What The Signers Said About Hanging
Benjamin Franklin’s famous quote regarding their action was: "Indeed we must all hang together, otherwise we shall most assuredly hang separately."
Fat Benjamin Harrison of Virginia told tiny Elbridge Gerry of Massachusetts: "With me it will all be over in a minute, but you, you will be dancing on air an hour after I am gone."
Closing to the Declaration – Their Pledge
"And for the support of this Declaration with a firm reliance on the protection of divine providence, we mutually pledge to each other our lives, our fortunes, and our sacred honor."
Even before the list was published, the British marked down every member of Congress suspected of having put his name to treason. All of them became the objects of vicious manhunts. Some were taken. Some, like Jefferson, had narrow escapes. All who had property or families near British strongholds suffered.
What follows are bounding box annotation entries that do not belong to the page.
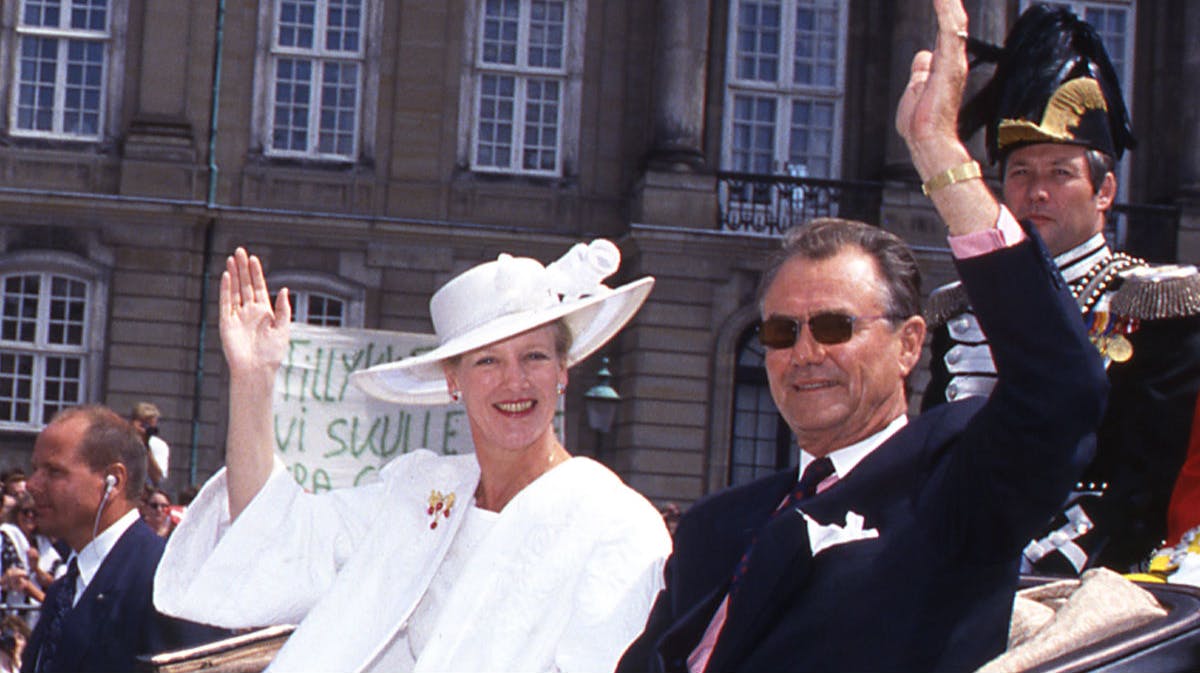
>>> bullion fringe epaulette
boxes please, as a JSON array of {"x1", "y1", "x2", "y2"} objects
[
  {"x1": 925, "y1": 281, "x2": 971, "y2": 329},
  {"x1": 1109, "y1": 264, "x2": 1200, "y2": 320}
]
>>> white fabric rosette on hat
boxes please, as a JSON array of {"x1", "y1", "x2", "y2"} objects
[{"x1": 350, "y1": 239, "x2": 654, "y2": 404}]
The Fate of the Individual Signers
· Francis Lewis, New York delegate saw his home plundered -- and his estates in what is now Harlem -- completely destroyed by British Soldiers. Mrs. Lewis was captured and treated with great brutality. Though she was later exchanged for two British prisoners through the efforts of Congress, she died from the effects of her abuse.
· William Floyd, another New York delegate, was able to escape with his wife and children across Long Island Sound to Connecticut, where they lived as refugees without income for seven years. When they came home they found a devastated ruin.
· Philips Livingstone had all his great holdings in New York confiscated and his family driven out of their home. Livingstone died in 1778 still working in Congress for the cause.
· Louis Morris, the fourth New York delegate, saw all his timber, crops, and livestock taken. For seven years he was barred from his home and family.
· John Hart of Trenton, New Jersey, risked his life to return home to see his dying wife. Hessian soldiers rode after him, and he escaped in the woods. While his wife lay on her deathbed, the soldiers ruined his farm and wrecked his homestead. Hart, 65, slept in caves and woods as he was hunted across the countryside. When at long last, emaciated by hardship, he was able to sneak home, he found his wife had already been buried, and his 13 children taken away. He never saw them again. He died a broken man in 1779, without ever finding his family.
· Dr. John Witherspoon, signer, was president of the College of New Jersey, later called Princeton. The British occupied the town of Princeton, and billeted troops in the college. They trampled and burned the finest college library in the country.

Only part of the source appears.